8. In outlying areas that are difficult for even low-cost sewers to reach, onsite nitrogen removal systems can be required subject to the oversight of the sewer management authority. That authority may choose to operate and maintain these systems with internal staff or hire contractors to do so. The management task is far less than that required for the proposed Chatham conventional sewer system with its 80 lift stations, many, many miles more of deeply laid piping subject to enormous infiltration and inflow, several hundred manholes and required main flushing.
9. The technologies are available for alternative sewer systems to remove nitrogen at whatever the treatment level is –central, cluster or individual onsite locations. These low cost systems can be equipped to handle phosphorous (for fresh water ponds) and contaminants of emerging concern such as pharmaceutical residues and other chemicals. Alternative systems also typically provide UV disinfectant, which the proposed Stearns & Wheler plan seems to omit.
10. These systems are very reasonably priced, particularly in light of the recommended Chatham solution. Any state limitations or restrictions about their use should be evaluated and promptly modified in light of the huge economic overall Cape Cod needs. They are in widespread use throughout the United States and in Canada. Without question, these alternative systems provide the most cost effective solution for taxpayers. They are also environmentally superior.
11. The use of the Nitrex porous reactive barrier (PRB) technology utilizing the patents of the University of Waterloo in Ontario is particularly intriguing owing to its ability to provide an immediate reduction of the thousands of pounds of nitrogen that already exist in the ground water around the Cape that is moving towards the coastal waters. All other technologies will not have any impact for several years owing to the time it will take to flush the aquifer of those existing contaminants.
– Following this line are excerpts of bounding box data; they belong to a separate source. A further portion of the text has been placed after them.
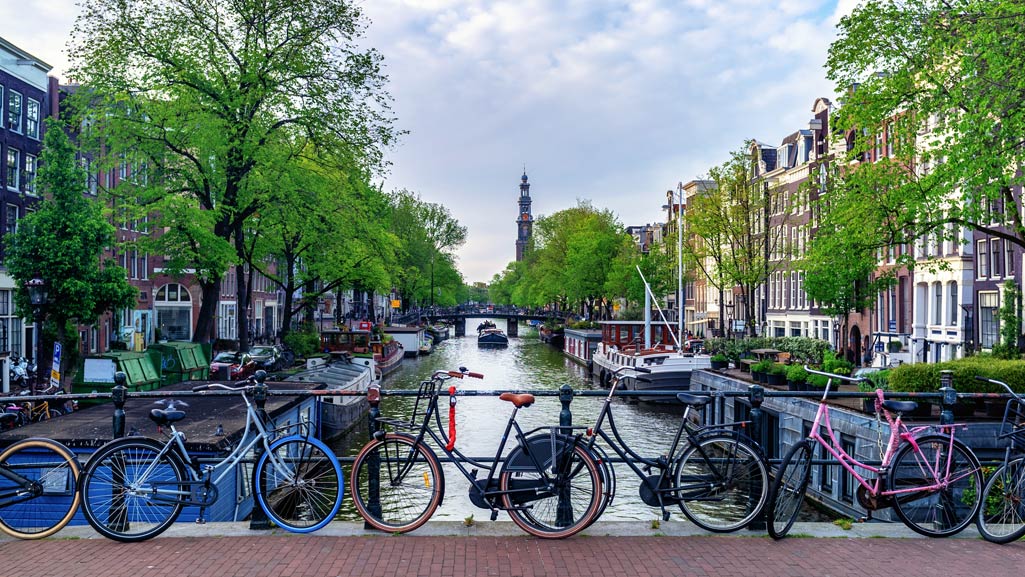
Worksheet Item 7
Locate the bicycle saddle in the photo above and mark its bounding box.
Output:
[883,400,918,413]
[677,393,711,409]
[150,409,186,425]
[498,393,534,409]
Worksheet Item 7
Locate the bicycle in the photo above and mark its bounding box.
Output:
[586,367,769,533]
[351,367,602,538]
[975,376,1025,544]
[768,367,982,539]
[0,438,80,539]
[81,371,343,542]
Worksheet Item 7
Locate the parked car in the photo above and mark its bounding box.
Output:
[210,351,256,380]
[249,344,284,371]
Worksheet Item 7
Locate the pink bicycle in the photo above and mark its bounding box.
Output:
[767,367,983,539]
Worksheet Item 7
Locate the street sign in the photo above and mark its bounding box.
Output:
[50,342,60,386]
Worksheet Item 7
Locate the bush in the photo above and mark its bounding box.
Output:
[283,325,320,357]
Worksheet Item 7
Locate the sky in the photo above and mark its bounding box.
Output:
[0,0,856,282]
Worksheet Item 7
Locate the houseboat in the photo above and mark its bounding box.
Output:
[321,329,405,377]
[591,321,711,401]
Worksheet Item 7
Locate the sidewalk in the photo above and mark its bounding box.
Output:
[0,522,1025,577]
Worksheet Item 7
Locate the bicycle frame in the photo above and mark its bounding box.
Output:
[808,371,971,504]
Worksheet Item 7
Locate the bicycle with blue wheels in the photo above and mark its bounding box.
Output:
[81,370,344,542]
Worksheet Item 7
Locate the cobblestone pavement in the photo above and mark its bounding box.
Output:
[6,525,1025,577]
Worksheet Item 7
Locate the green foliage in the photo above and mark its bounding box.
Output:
[889,355,1025,393]
[283,325,320,358]
[4,119,137,377]
[786,365,808,382]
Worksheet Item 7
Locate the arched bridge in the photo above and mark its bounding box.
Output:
[392,306,572,336]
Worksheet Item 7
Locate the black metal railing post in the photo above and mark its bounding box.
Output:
[369,383,381,529]
[551,384,573,527]
[249,380,272,531]
[940,370,957,424]
[747,384,772,531]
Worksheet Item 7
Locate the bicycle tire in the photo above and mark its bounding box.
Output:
[350,432,445,533]
[498,435,606,539]
[253,436,345,533]
[673,435,769,533]
[0,438,81,539]
[976,457,1025,545]
[82,438,189,543]
[890,435,983,537]
[766,439,812,541]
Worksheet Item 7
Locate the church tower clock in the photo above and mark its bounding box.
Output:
[516,169,534,261]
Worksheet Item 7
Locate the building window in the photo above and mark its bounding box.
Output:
[975,241,989,279]
[947,282,958,327]
[979,292,1000,348]
[25,155,39,195]
[7,147,22,191]
[25,98,39,140]
[7,90,22,132]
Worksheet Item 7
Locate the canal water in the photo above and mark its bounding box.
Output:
[334,319,685,521]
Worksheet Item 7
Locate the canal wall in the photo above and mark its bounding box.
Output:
[691,370,1003,522]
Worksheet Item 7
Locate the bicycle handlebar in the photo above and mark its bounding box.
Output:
[805,365,868,383]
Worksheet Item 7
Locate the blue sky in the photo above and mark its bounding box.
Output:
[0,0,855,282]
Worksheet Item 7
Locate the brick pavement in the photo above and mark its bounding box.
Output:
[0,535,1025,577]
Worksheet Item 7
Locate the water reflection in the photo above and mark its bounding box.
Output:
[334,319,683,521]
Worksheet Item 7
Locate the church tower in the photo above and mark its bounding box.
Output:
[516,168,534,261]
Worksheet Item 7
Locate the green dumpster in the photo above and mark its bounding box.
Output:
[72,351,160,404]
[146,340,210,384]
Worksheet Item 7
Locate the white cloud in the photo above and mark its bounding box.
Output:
[0,0,844,281]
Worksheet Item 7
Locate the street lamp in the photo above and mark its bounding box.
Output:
[25,277,49,384]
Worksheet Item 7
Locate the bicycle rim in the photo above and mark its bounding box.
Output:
[0,439,79,539]
[675,437,769,533]
[499,445,605,539]
[350,435,445,533]
[767,439,812,539]
[890,436,983,537]
[82,440,189,542]
[255,437,344,533]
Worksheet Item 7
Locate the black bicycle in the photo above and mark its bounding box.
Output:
[587,367,769,533]
[351,367,603,538]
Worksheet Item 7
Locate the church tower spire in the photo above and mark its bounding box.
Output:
[516,166,534,261]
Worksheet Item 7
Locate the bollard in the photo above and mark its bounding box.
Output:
[940,370,957,424]
[111,371,128,439]
[369,383,381,529]
[249,380,272,531]
[747,384,771,531]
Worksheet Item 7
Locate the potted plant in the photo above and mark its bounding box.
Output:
[766,363,786,386]
[711,353,730,370]
[786,365,808,390]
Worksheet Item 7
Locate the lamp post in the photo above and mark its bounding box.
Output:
[25,276,49,385]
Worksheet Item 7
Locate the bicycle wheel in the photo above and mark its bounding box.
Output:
[766,439,812,540]
[674,435,769,533]
[498,435,606,539]
[0,439,79,539]
[253,437,344,533]
[350,434,445,533]
[976,458,1025,545]
[82,438,190,542]
[890,435,983,537]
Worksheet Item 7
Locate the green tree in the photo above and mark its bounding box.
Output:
[70,0,396,347]
[4,119,137,374]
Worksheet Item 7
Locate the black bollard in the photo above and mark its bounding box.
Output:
[369,383,381,529]
[249,375,272,531]
[111,371,128,439]
[747,384,771,531]
[940,370,957,424]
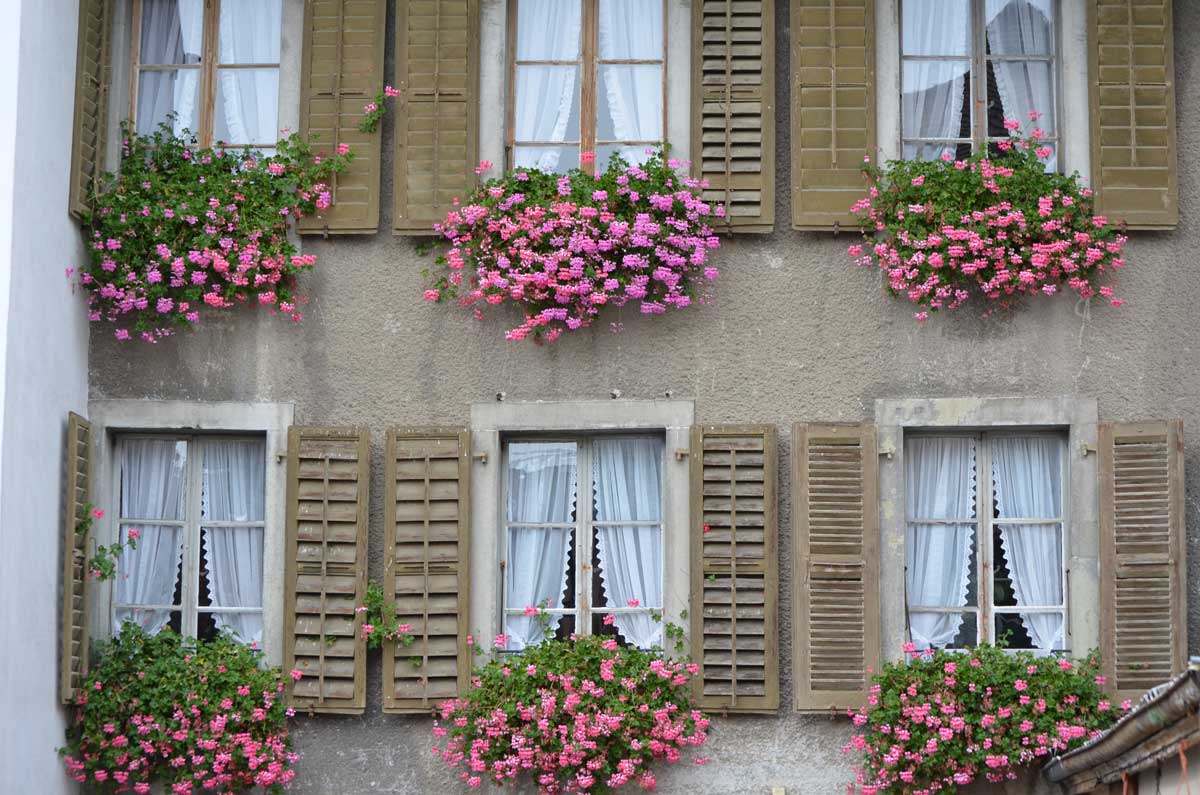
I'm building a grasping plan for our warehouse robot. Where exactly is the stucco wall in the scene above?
[90,2,1200,795]
[0,0,88,795]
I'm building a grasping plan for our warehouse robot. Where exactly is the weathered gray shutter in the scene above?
[68,0,113,217]
[59,412,91,704]
[691,0,775,232]
[792,424,881,710]
[383,428,470,712]
[283,428,371,715]
[792,0,875,229]
[1086,0,1180,229]
[392,0,479,234]
[691,425,779,712]
[1098,420,1188,699]
[300,0,384,234]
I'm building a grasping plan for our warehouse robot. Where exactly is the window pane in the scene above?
[596,64,662,141]
[900,0,972,55]
[600,0,662,61]
[218,0,283,64]
[517,0,580,61]
[138,0,204,64]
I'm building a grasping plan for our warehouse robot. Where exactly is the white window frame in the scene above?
[88,400,295,665]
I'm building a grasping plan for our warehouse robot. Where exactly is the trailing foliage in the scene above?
[78,122,353,342]
[850,112,1126,321]
[59,622,296,795]
[846,644,1129,795]
[425,153,725,341]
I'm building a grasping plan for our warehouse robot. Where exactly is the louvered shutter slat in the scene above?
[392,0,479,234]
[1087,0,1180,229]
[691,0,775,232]
[792,424,881,710]
[792,0,875,229]
[300,0,388,234]
[383,429,470,712]
[691,425,779,712]
[59,413,92,704]
[1099,420,1187,699]
[283,428,371,715]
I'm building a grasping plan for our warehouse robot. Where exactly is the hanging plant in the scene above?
[425,151,724,342]
[850,112,1126,321]
[78,122,353,342]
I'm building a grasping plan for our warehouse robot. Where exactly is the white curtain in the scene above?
[215,0,283,144]
[504,442,577,651]
[113,438,187,634]
[200,440,266,642]
[592,438,662,648]
[905,436,976,648]
[991,436,1064,651]
[901,0,971,160]
[137,0,204,136]
[514,0,582,172]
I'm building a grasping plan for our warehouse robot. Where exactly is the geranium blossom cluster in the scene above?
[845,644,1129,795]
[433,635,709,795]
[77,124,353,342]
[850,112,1126,321]
[425,153,725,341]
[61,623,296,795]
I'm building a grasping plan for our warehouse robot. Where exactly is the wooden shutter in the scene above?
[300,0,384,234]
[792,424,881,710]
[68,0,113,217]
[392,0,479,234]
[383,428,470,712]
[1087,0,1180,229]
[59,412,91,704]
[283,428,371,715]
[691,425,779,712]
[691,0,775,232]
[1099,420,1188,699]
[792,0,875,229]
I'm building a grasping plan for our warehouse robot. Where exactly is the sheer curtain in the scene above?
[138,0,204,136]
[504,442,577,651]
[592,438,662,648]
[905,436,976,648]
[200,440,266,642]
[113,438,187,634]
[991,436,1064,651]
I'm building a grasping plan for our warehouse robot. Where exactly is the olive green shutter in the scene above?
[59,412,91,704]
[392,0,479,234]
[283,428,371,713]
[792,0,875,229]
[300,0,386,234]
[68,0,113,217]
[691,0,775,232]
[1098,420,1188,699]
[691,425,779,712]
[1087,0,1180,229]
[792,424,881,710]
[383,428,470,712]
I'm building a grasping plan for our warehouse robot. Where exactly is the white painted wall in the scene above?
[0,0,88,795]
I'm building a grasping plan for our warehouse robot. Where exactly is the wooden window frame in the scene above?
[905,429,1070,654]
[896,0,1063,163]
[128,0,287,149]
[499,434,667,647]
[499,0,670,168]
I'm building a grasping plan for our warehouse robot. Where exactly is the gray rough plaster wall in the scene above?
[90,0,1200,795]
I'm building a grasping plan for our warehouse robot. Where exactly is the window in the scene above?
[502,436,664,650]
[130,0,283,149]
[905,432,1067,652]
[113,435,266,642]
[506,0,667,172]
[900,0,1060,168]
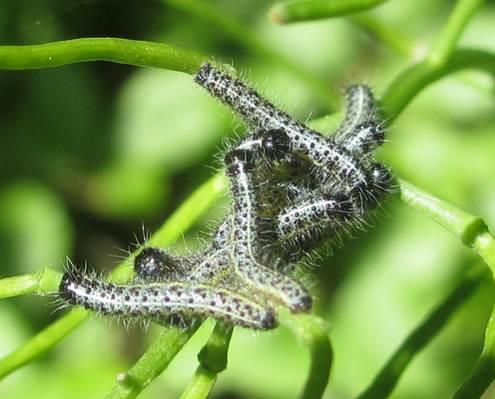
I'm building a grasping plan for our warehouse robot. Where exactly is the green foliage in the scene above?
[0,0,495,399]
Additional information about Jim Kreissl
Jim Kreissl, Environmental Consultant, formerly of the U.S. Environmental Protection Agency, Small community wastewater systems
Until his retirement, Jim Kreissl was the Environmental Protection Agency’s principal technical expert for small community wastewater collection, treatment and reuse systems and onsite wastewater systems. He now serves on the Water Environmental Research Foundation’s Decentralized Research Advisory Council, is an affiliate of the National Environmental Services Center and, until recently Chairman of the Water Environment Federation’s Small Communities Committee. Now as a consultant at Tetra Tech, he has authored several EPA reports designed to promote effective management of decentralized/distributed systems and has made many presentations at conferences and workshops on these topics. Mr. Kreissl holds degrees in civil engineering and sanitary engineering from Marquette and the University of Wisconsin. He makes his home in Kentucky.